There never was any "there" in Trump's wild promises, many of which were not just impractical but impossible. No, he was never going to be able to roust millions of people from their homes. No, he was never going to be able to ban all foreign Muslims from entering the country.

Trump continues to claim that, if elected president, he will build a wall along the entire southern border and get Mexico to pay for it. This, too, would be logistically and politically impossible, but I believe he'll keep saying it until the bitter end. He seems to think he can get away with betraying supporters on the deportation issue by hiding behind his "artistically beautiful" imaginary wall.

I realize that most of Trump's ardent fans do not take kindly to being lectured by the likes of me. But it is with a certain degree of genuine sympathy that I say what has to be said: Your candidate is a flake. A fraud. A bag of air. A con man. A joke.

I understand the frustration that made the Republican base such fertile ground for the Trump phenomenon to flourish. The GOP leadership spent the entire Obama administration making promises it knew it could not keep — on immigration, the economy, fighting terrorism, repealing Obamacare and so on. This was good short-term politics, especially in the 2010 and 2014 midterm elections, but many voters became disillusioned with politics and politicians. Enter Trump, a non-politician with zero scruples, who quickly identified which buttons to push — and pushed them like crazy.

I also understand that for some voters, Hillary Clinton is basically, as Trump called her, "the devil." There are those who will vote for Trump just to keep his opponent from becoming president.

But no one, at this point, should cling to the illusion that a vote for Trump is a vote for any specific policy on any given issue. Having said all kinds of outrageous things to win the nomination, he is now trying — clumsily — to say more moderate things in an attempt not to get crushed in November.
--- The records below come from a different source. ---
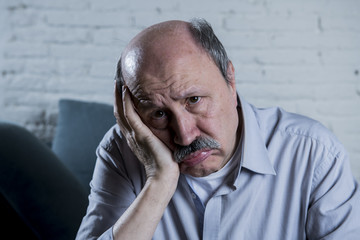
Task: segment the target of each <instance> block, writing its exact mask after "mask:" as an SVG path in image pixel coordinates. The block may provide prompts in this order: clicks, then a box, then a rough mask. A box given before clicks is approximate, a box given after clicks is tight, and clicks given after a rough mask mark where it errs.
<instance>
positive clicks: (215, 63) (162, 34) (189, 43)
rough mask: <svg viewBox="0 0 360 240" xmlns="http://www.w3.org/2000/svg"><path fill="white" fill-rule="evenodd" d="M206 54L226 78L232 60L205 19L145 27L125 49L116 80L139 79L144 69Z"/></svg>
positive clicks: (147, 68)
mask: <svg viewBox="0 0 360 240" xmlns="http://www.w3.org/2000/svg"><path fill="white" fill-rule="evenodd" d="M195 52H196V54H207V55H208V56H209V57H210V58H211V59H212V60H213V62H214V63H215V64H216V65H217V67H218V68H219V70H220V71H221V73H222V75H223V76H224V79H225V80H227V67H228V63H229V59H228V58H227V54H226V52H225V49H224V48H223V46H222V44H221V43H220V41H219V40H218V39H217V37H216V36H215V34H214V32H213V30H212V28H211V26H210V24H208V23H207V22H206V21H205V20H202V19H194V20H192V21H190V22H184V21H166V22H162V23H159V24H156V25H153V26H151V27H149V28H146V29H145V30H143V31H142V32H140V33H139V34H138V35H136V36H135V37H134V38H133V39H132V40H131V41H130V43H129V44H128V46H127V47H126V48H125V50H124V52H123V54H122V56H121V58H120V61H119V63H118V69H117V76H116V79H117V80H119V81H120V82H121V83H122V84H124V83H125V82H126V83H129V82H132V81H134V80H136V78H137V75H138V73H140V72H142V71H143V70H144V68H146V69H149V68H150V69H151V68H156V70H157V71H159V70H161V69H162V68H164V67H166V64H168V63H169V62H170V61H174V60H176V59H177V58H178V59H180V58H181V55H183V54H190V53H191V54H192V53H195Z"/></svg>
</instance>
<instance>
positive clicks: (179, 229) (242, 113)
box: [77, 99, 360, 240]
mask: <svg viewBox="0 0 360 240" xmlns="http://www.w3.org/2000/svg"><path fill="white" fill-rule="evenodd" d="M241 110H242V111H241V116H242V120H243V123H244V124H243V125H244V132H243V134H244V135H243V141H242V143H241V144H239V146H238V149H237V151H241V154H238V157H236V158H237V159H234V160H236V161H238V164H237V165H236V166H237V169H236V171H235V173H236V174H234V175H233V176H229V179H227V181H226V182H225V183H224V184H223V185H222V186H221V187H220V188H219V189H218V190H217V192H216V193H215V194H214V195H213V196H212V197H211V198H210V199H209V200H208V202H207V204H206V207H203V209H201V206H203V205H201V204H200V205H199V203H201V202H199V201H200V200H199V198H198V197H197V195H196V194H195V193H194V192H193V191H192V189H191V188H190V187H189V185H188V183H187V181H186V179H185V176H184V175H180V179H179V183H178V187H177V190H176V192H175V194H174V196H173V198H172V200H171V201H170V203H169V205H168V207H167V208H166V210H165V212H164V215H163V217H162V219H161V221H160V223H159V224H158V226H157V229H156V231H155V234H154V236H153V239H161V240H163V239H172V240H174V239H201V236H202V238H203V239H206V240H208V239H221V240H222V239H246V240H249V239H250V240H260V239H269V240H274V239H291V240H294V239H336V240H339V239H340V240H346V239H349V240H354V239H360V191H359V186H358V184H357V182H356V181H355V179H354V177H353V175H352V173H351V169H350V165H349V160H348V156H347V153H346V151H345V149H344V148H343V146H342V145H341V144H340V143H339V142H338V140H337V139H336V138H335V136H334V135H333V134H332V133H331V132H330V131H329V130H327V129H326V128H325V127H323V126H322V125H321V124H320V123H318V122H316V121H314V120H311V119H309V118H306V117H303V116H300V115H296V114H291V113H288V112H285V111H284V110H282V109H280V108H268V109H258V108H255V107H253V106H252V105H250V104H248V103H247V102H246V101H245V100H244V99H241ZM97 155H98V159H97V163H96V167H95V171H94V176H93V179H92V182H91V194H90V196H89V207H88V210H87V214H86V216H85V217H84V219H83V221H82V224H81V226H80V229H79V232H78V235H77V239H92V238H94V239H95V238H97V237H98V236H100V235H102V236H101V238H100V239H112V226H113V224H114V223H115V222H116V221H117V220H118V218H119V217H120V216H121V215H122V213H123V212H124V211H125V210H126V209H127V208H128V206H129V205H130V204H131V203H132V202H133V201H134V199H135V198H136V196H137V195H138V194H139V193H140V191H141V189H142V187H143V186H144V183H145V181H146V176H145V171H144V169H143V167H142V165H141V163H140V162H139V161H138V160H137V159H136V157H135V156H134V155H133V153H132V152H131V151H130V149H129V148H128V146H127V145H126V141H125V140H124V139H122V136H121V134H120V130H119V128H118V127H117V126H114V127H113V128H112V129H111V130H110V131H109V132H108V133H107V134H106V135H105V137H104V139H103V141H102V142H101V144H100V146H99V147H98V150H97ZM201 211H202V212H201ZM201 214H203V218H202V217H201ZM200 229H202V232H201V230H200ZM139 231H141V229H139Z"/></svg>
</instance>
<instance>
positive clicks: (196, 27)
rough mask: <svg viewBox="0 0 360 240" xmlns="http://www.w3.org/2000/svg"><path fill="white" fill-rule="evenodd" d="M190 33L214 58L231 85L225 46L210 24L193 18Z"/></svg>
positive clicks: (223, 73) (219, 67) (206, 22)
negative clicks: (230, 83)
mask: <svg viewBox="0 0 360 240" xmlns="http://www.w3.org/2000/svg"><path fill="white" fill-rule="evenodd" d="M190 31H191V33H192V36H193V37H194V39H195V40H196V41H197V42H198V43H199V44H200V45H201V46H202V47H203V49H204V50H205V51H206V52H207V54H209V56H210V57H211V58H212V60H213V61H214V63H215V64H216V66H217V67H218V68H219V70H220V72H221V74H222V75H223V77H224V79H225V81H226V82H227V83H229V81H230V79H229V78H228V75H227V68H228V65H229V61H230V60H229V58H228V56H227V53H226V51H225V48H224V46H223V45H222V43H221V42H220V40H219V39H218V38H217V37H216V35H215V33H214V31H213V29H212V27H211V25H210V23H208V22H207V21H206V20H205V19H203V18H193V19H191V20H190Z"/></svg>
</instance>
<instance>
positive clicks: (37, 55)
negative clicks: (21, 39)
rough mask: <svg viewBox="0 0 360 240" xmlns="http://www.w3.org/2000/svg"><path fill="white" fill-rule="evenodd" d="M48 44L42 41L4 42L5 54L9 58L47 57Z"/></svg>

I wouldn't take his new, "humane" immigration stance any more seriously than his earlier draconian pronouncements.

In a sense, spokeswoman Pierson was right: Trump doesn't actually have positions. He only has words.

There is anger, bigotry and ignorance behind many of those words. But mostly, where substance ought to be found, there is just arrogance and ego. Trump thinks his supporters are suckers who will line up to buy deportation one day and amnesty the next. Some champion.